«— Папа, вот вы все покупаете мне игрушки, а дедушка Петя сам делает!
— Да,— говорю.— Видишь, какой у тебя дедушка! А ты помогал ему?
— Я с удовольствием помогал! С удовольствием!..»
Запись венчается мыслью автора о дедушке: «Хоть один человек умный среди нас».
Одновременно с книгой М. Шевченко написано стихотворение А. Барто «Я думал, взрослые не врут...». Там тоже речь о дедушке и внуке. О внуке, который просит дедушку сделать ему не какую-нибудь сложную игрушку, вроде ветряной мельницы, а всего-навсего простой «совок, зеленый или синий». И о дедушке Сереже, который, в отличие от дедушки Пети, оправдывает свое нежелание уважить просьбу внука словами: «Мы купим в магазине, за них недорого берут».
Как видим, дедушка у Барто — прямой антипод дедушке из книги Шевченко. Не в том смысле антипод, что один — мастер, умелец, а другой — неумеха. В конце концов, особых талантов для изготовления совка не требуется. «Я знаю, он бы сделать мог!»— справедливо считает маленький герой стихотворения. В отличие от дедушки Пети, дедушка Сережа страдает не столько недостатком способностей, сколько недостатком воспитательского ума, нравственной чуткости. Ведь ребенок, от лица которого написано стихотворение, видит в отказе дедушки не признание бессилия, неумелости, а нечто гораздо худшее — разрыв между словом и делом. На словах дед трудолюбив, чему учит и внука. На деле демонстрирует лень. «А сам сказал, что любит труд...»— разочарованно замечает но этому поводу внук.

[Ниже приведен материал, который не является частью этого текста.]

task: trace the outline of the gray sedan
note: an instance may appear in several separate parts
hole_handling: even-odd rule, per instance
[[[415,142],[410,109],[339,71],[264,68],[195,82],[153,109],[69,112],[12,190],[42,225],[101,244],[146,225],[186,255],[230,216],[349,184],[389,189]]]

Стихотворение, как нередко у Агнии Барто, обращено к двум адресатам: к ребенку и к взрослому. И того и другого стихи заставляют подумать о взаимоотношении поколений, о том, сколь важно единство слова и дела, о необходимости отвечать за сказанное, дабы не прослыть лгуном и не передать юным дурной опыт безответственности.
«Думай, Вовка, думай!»—сам себя подстегивает маленький герой стихотворения, которое так и называется: «Думай, думай...» Даже пятилетняя Вовкина сестра Маруся заражается этим стремлением старшего брата. И ей уже интересно, «во сколько дней ум становится умней?» Улыбка, которая озаряет эти стихи, ничуть не умаляет серьезности призыва. Думать зовет каждое стихотворение Агнии Барто, независимо от того, обращено ли оно к малышам или к ребятам постарше, веселое оно или грустное, высмеивает оно отрицательные явления или говорит о вещах, достойных восхищения, похвалы, подражания.
Дело в том, что герои Агнии Барто сами в подавляющем большинстве ребята думающие. Одного мучают угрызения совести из-за того, что он безо всякой веской на то причины «кошку выставил за дверь, сказал, что не впущу» («Совесть»). Другая, рисуя в школе чучело скворца, с острой жалостью и смутным чувством вины представляет, как этот скворец «давно ли среди поля, среди неба чистого распевал, насвистывал...» («На уроке»). Третий пытается дать себе отчет, отчего, несмотря на запреты взрослых и на все объяснимые резоны, ему так интересно и весело «повертеться под ногами» в шуме и гаме большой стройки.
К думанию приглашают все без исключения стихи Барто — от короткой, в четыре строки, эпиграммы:
до стихотворных рассказов о том, как некий Максим «укрощал» сам себя («Укротитель»), или о мальчике, который из любви к пуделю готов был побить родную сестренку («Не только про Вовку»).
В Рио-де-Жанейро одна посетительница выставки советских книг для детей спросила Агнию Львовну:
— О чем вы пишете стихи?
— О том, что меня волнует,—ответила Барто.
Женщина удивилась:
— Но вы же для детей пишете?
— Но они-то меня и волнуют, — в тон ей заметила Агния Львовна.
В Бразилии писательница была как делегат конгресса Международного совета по детской и юношеской литературе, выступала с докладом, который обсуждался в одной из секций конгресса. Дни делегатов были заняты заседаниями, вечера — официальными встречами и приемами. И все-таки от внимания поэта не ускользнула пестрая, исполненная вопиющих контрастов жизнь юных бразильцев, подавляющее большинство которых и в наши дни пребывает в нищете и не имеет возможности учиться.